Zuletzt passierte das vor einem Jahr, als sich eine Phalanx der renommiertesten europäischen Urheberrechtsexperten gegen die Verlängerung der Schutzdauer für Musikaufnahmen von 50 auf 95 Jahre aussprach: Martin Kretschmer vom Centre for Intellectual Property Policy & Management der Bournemouth University, Lionel Bently und Rufus Pollock vom Centre for Intellectual Property & information Law der University of Cambridge, Reto Hilty vom Max-Planck-Institut für Geistiges Eigentum, Wettbewerbs- und Steuerrecht und Professor Bernt Hugenholtz, Leiter des Institute for Information Law der Universität Amsterdam. Begründung der Experten: Es gibt etliche Untersuchungen, die eindeutig belegen,  dass die Verwerter überproportional profitieren, die zusätzlichen Einnahmen der Urheber minimal sind, und die Öffentlichkeit die Zeche zahlen muss. Ergebnis: Die Schutzdauer wurde auf 75 Jahre verlängert.
Systemwidrig ist nicht ein Schutz, der von anderen abweicht, sondern einer, der nicht erreicht, was gesellschaftlich sinnvoll ist.

Presseverleger sind nicht nur Geldgeber der Autoren, sondern tragen das gesamte wirtschaftliche Risiko, wählen Themen und Artikel aus, lektorieren, erwerben Rechte, gestalten die visuelle Ausdrucksform, sorgen für Rechteerwerb, Vertragsschluss, Qualitätssicherung im Herstellungsprozess und veredeln Presseprodukt durch Marketing. Diese organisatorische und technische Leistung muss geschützt werden.

Richtig, und das wird sie auch: durch das Urheberrecht. Noch immer ist kein Beispiel einer Handlung aufgetaucht, die den Verlegern eindeutig und unverhältnismäßig schadet, durch das Urheberrecht nicht unterbunden werden kann und daher ein Leistungsschutzrecht erfordert. Dazu unten mehr.

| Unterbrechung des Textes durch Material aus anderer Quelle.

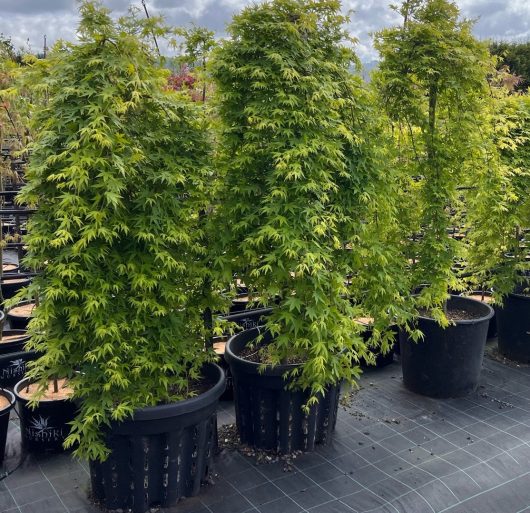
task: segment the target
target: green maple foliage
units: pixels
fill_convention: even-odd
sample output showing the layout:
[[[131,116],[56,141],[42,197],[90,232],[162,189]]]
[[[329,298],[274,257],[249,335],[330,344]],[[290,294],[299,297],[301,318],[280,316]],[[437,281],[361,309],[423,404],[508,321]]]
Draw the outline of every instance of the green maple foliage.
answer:
[[[369,358],[354,319],[382,330],[401,308],[385,247],[395,180],[345,22],[334,0],[248,7],[211,65],[225,173],[216,264],[273,306],[267,361],[303,362],[291,385],[309,403]]]
[[[407,0],[399,12],[403,25],[376,35],[381,63],[374,84],[398,141],[404,225],[420,232],[408,250],[416,259],[411,283],[429,284],[420,304],[439,307],[449,290],[463,286],[452,267],[465,257],[465,244],[447,233],[465,203],[459,188],[476,185],[477,166],[488,158],[482,112],[491,101],[493,62],[456,4]],[[432,313],[447,323],[441,309]]]
[[[209,140],[202,110],[166,90],[150,46],[158,20],[114,22],[81,5],[79,43],[64,43],[33,80],[38,110],[28,184],[36,205],[26,264],[31,369],[66,376],[80,411],[66,446],[105,458],[104,430],[135,409],[189,397],[212,354],[203,311]]]
[[[480,169],[470,211],[469,262],[476,286],[491,288],[495,301],[502,303],[514,289],[528,287],[530,97],[502,88],[496,93],[490,113],[495,151]]]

Die „irritierende Leerstelle im deutschen Schutzsystem hat immer verwundert“. Andere Rechtsordnungen haben längst darauf reagiert, wie etwa Großbritannien mit dem „Publishers’ Right“.

Eine Stelle, an der überdeutlich wird, auf wie schwachen Beinen die Forderung der Verleger steht. Das Publishers’ Right verleiht Verlagen ein „Copyright in typographical arrangement“, schützt also die exakte typographische Übernahme eines Textes. Sie nützt im Netz überhaupt nichts, da schon eine winzige formale Umstellung dazu führt, dass der Schutz nicht greift. Section 17 (5) des britischen Copyright, Designs and Patents Act spricht von „copying“ als „making a facsimile copy“. Nur bei Übernahme ganzer Zeitungsseiten greift die Regelung, wie im Fall Newspaper Licensing Agency vs. Marks & Spencer 2003 höchstricherlich bestätigt wurde. Ergebnis: Mit dieser Art Leistungsschutzrecht könnte wohl auch hier jeder Kritiker leben – weil es nichts ändert.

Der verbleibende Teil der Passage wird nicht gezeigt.